Les problèmes liés au mauvais diagnostic du DPC sont graves et permanents. Nous sommes encore en phase de découverte en ce qui concerne à la fois les gènes de la PCD et la façon dont les défauts des gènes de la PCD se traduisent par la maladie, ce qui rend ces questions encore plus difficiles. C’est en grande partie la raison pour laquelle des réseaux de recherche multinationaux ont été mis en place en Europe et aux États-Unis. L’expertise pour poser le diagnostic existe et les experts de ces réseaux internationaux sont heureux d’aider les médecins communautaires à résoudre les cas difficiles. Parfois, il n’y aura tout simplement pas de réponse dans l’immédiat. C’est une situation extrêmement difficile pour les familles et les professionnels de la santé, et tous les efforts doivent être faits pour fournir des réponses au fur et à mesure que les options de test s’améliorent, et pour ne pas se contenter de supposer qu’il s’agit d’une PCD. Lorsque le diagnostic de PCD ne peut être confirmé, les centres cliniques de PCD utilisent les désignations « probable » ou « possible » pour clarifier le statut du diagnostic de PCD. Ces désignations reconnaissent qu’il n’est tout simplement pas possible de confirmer tous les cas de PCD à l’heure actuelle et permettent un traitement agressif de la condition sous-jacente, tout en reconnaissant que des tests de confirmation supplémentaires de PCD ou la prise en compte de causes non PCD peuvent être nécessaires à l’avenir.

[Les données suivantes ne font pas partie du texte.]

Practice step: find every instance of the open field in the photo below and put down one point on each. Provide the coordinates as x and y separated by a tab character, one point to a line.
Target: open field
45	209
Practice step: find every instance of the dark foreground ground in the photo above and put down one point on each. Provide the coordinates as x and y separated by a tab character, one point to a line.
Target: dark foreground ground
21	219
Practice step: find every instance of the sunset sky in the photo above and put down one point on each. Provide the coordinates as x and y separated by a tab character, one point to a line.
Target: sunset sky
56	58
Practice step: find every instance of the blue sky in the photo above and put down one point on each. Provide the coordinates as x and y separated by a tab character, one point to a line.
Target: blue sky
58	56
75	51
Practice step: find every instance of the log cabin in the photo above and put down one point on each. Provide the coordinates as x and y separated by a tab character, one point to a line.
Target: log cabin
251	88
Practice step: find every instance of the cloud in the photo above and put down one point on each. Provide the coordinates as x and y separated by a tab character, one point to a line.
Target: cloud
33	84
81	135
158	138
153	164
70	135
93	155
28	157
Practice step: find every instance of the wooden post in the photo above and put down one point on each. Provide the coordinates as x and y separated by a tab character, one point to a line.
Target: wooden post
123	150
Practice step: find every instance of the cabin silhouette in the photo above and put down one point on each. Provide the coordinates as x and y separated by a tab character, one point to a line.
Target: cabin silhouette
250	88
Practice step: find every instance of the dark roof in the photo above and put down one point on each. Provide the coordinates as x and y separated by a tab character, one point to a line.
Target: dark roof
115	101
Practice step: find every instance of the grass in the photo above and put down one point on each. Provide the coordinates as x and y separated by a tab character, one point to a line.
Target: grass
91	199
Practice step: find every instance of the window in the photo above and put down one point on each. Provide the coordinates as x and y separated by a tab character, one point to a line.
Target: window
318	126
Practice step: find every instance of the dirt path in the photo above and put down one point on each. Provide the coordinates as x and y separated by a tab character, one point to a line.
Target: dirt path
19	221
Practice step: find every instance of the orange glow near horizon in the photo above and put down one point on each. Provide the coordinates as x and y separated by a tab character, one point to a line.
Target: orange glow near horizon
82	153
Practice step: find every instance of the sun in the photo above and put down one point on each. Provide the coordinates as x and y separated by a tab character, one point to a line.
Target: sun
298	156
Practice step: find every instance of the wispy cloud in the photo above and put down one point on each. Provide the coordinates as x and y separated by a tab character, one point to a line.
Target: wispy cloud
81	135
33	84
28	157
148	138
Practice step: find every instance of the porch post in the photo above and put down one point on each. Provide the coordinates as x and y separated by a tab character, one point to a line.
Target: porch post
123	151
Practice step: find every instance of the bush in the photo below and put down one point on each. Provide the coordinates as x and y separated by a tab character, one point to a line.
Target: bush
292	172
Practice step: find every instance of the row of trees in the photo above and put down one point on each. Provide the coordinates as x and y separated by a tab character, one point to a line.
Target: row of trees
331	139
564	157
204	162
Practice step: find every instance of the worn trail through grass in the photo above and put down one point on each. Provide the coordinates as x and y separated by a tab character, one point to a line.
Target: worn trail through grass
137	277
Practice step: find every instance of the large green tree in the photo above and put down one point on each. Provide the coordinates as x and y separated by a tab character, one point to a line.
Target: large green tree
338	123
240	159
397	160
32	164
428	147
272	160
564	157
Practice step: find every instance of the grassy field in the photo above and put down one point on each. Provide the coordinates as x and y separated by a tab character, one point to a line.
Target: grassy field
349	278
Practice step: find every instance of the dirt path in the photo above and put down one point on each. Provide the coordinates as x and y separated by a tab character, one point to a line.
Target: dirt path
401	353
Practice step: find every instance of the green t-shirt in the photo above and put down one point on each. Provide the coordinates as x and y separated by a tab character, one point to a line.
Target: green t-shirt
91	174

Nous avons déployé des efforts extraordinaires pour construire un réseau d’experts en Amérique du Nord afin d’améliorer l’accès des patients aux experts qui peuvent se prévaloir de toutes les options de test, comprendre la génétique en constante évolution de la PCD et qui s’engagent à être impliqués dans la recherche pour améliorer le diagnostic et le traitement. Ces professionnels sont sans égal lorsqu’il s’agit de diagnostiquer et de comprendre les PCD et ils sont heureux d’être une ressource pour les familles et les professionnels de la santé. Nous encourageons tout le monde à en profiter.

*Surveillez un prochain post sur les tests génétiques de la PCD et ce que signifient les variantes/variants/mutations inconnues.